Andrew Mason writes on the timelessness – and horror – of Ridley Scott’s Alien.


‘In space no one can hear you scream.’ This famous tagline, engraved in pop culture history, perfectly encapsulates fear and horror in a single line. Released in 1979, Ridley Scott’s Alien ushered in a new age for the sci-fi horror genre by exploiting the fear of the unknown and the horrors of the neverending chasm of space. In space no one can hear you scream; the same however does not go for the audience. 


The film follows the Nostromo, a commercial towing vehicle trudging back to Earth as it intercepts  an SOS signal from a nearby planet, leaving the crew obligated to investigate. After a harsh landing, some crew members leave the ship to explore the area. They discover a hive colony of an unknown creature as the ship’s computer deciphers the message to be a warning, not a distress call. When one of the eggs is disturbed, the crew do not know the danger they have awoken until it’s too late. 

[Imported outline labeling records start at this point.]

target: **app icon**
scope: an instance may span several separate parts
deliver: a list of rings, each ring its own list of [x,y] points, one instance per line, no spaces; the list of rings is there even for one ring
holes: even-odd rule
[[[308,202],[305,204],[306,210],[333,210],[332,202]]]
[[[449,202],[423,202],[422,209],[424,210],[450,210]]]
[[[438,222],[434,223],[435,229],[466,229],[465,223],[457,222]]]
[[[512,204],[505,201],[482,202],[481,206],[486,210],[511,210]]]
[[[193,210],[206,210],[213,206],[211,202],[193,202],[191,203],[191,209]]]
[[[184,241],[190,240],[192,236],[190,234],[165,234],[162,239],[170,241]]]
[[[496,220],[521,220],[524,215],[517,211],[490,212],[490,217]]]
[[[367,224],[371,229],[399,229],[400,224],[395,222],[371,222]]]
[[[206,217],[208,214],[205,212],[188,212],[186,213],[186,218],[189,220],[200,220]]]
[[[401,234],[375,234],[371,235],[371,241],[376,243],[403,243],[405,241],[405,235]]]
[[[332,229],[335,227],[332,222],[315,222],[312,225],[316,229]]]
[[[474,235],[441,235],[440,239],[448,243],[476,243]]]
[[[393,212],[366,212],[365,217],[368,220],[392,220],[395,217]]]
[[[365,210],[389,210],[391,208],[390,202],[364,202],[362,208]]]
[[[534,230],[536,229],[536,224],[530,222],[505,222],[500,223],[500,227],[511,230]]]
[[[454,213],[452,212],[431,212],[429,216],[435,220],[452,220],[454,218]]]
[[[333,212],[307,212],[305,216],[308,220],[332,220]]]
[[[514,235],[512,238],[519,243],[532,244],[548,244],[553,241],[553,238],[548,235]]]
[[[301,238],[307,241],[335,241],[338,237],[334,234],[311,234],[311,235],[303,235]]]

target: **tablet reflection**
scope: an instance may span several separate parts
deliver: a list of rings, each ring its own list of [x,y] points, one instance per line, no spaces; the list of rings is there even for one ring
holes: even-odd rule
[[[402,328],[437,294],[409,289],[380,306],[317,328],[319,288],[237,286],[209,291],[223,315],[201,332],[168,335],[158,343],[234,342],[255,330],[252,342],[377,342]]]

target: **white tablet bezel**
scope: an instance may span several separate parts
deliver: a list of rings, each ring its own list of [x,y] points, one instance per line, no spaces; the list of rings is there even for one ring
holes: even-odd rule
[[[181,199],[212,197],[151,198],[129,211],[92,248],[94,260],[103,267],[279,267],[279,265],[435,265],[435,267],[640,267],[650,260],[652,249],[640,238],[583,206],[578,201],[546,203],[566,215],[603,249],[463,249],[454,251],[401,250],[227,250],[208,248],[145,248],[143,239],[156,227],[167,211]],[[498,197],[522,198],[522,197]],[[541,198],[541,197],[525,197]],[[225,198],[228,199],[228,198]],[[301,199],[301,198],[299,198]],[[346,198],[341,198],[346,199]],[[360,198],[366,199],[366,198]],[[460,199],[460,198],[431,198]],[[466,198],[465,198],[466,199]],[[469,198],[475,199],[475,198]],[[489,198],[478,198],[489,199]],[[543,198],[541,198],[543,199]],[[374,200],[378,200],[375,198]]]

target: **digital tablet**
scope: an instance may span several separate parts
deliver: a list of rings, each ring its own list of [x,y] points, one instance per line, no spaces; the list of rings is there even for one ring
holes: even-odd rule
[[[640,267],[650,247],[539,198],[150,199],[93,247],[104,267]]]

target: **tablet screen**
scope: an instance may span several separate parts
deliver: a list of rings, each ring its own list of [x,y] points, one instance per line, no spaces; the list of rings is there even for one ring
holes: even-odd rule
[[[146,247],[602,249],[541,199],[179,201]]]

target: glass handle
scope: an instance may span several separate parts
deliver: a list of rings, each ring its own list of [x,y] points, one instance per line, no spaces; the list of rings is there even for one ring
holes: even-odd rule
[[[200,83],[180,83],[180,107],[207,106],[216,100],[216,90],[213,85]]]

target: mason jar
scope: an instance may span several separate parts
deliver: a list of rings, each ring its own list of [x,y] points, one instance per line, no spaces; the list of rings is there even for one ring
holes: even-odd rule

In the late 1970’s, the sci-fi genre had exploded in popularity with films like Star Wars and Close  Encounters of the Third Kind giving audiences the cosmic escapism they craved. In stark contrast,  Alien effectively created a new sub-genre of sci-fi known as sci-fi horror. So, what is it about Alien  that, even over forty years later, still leaves audiences on the edge of their seats and their hands  covering their eyes? The opening shot sets the scene for what’s to come, showing a  vast ship in a lonely interstellar space. Vulnerable in the endless abyss of space, their ship is both a stronghold and a prison. Due to the film’s cosmic setting, there’s a palpable feeling of claustrophobia throughout as it presents the idea of space as a limitless new extension of human paranoia. Two of  mankind’s primal fears are the unknown and the dark, both of which loom over the film in its long shadowy shots of the vast nothingness; it’s bound to make anyone’s skin crawl. Ridley Scott knew that the only thing more terrifying than the alien itself was the shadow in which it hides. Like Jaws, the Xenomorph shares a kinship with the titular shark and Ridley Scott uses its absence to induce tension and paranoia before revealing its design. The movie is cleverly edited in that we never have a clear image of what the alien actually looks like until the very last shots of the movie, giving the audience one final scare. 


In the movie, the Xenomorph is described as “a perfect organism. Its structural perfection is matched only by its hostility.” The Xenomorph’s design is, in my opinion, perfect. Its design is what allowed it to stand the test of time in the cultural zeitgeist. Homaged, parodied, imitated, built upon, but – arguably – never bettered. H.R. Geiger, who designed the creature, expertly crafted it to be part -dragon, part-machine and part-sexual nightmare, allowing it to stand out from anything Hollywood had seen at that time and to this day. The reptilian or insectile design carves its way into your  mind and doesn’t allow you to escape it. 


Finally, one of the film’s greatest strengths lies in its pacing. It’s calculating. It’s patient. It allows silence. The tensions constrict the audience to an unbearable extent, ultimately climaxing as the Xenomorph picks off the crew one by one as it haunts the corridors. Space has long been a concept whose mystique has piqued the curiosity of those observing its astral  plane, but after spending two hours trapped in its confines along with its inhabitants, I’m grateful to  have my feet standing firmly here on earth.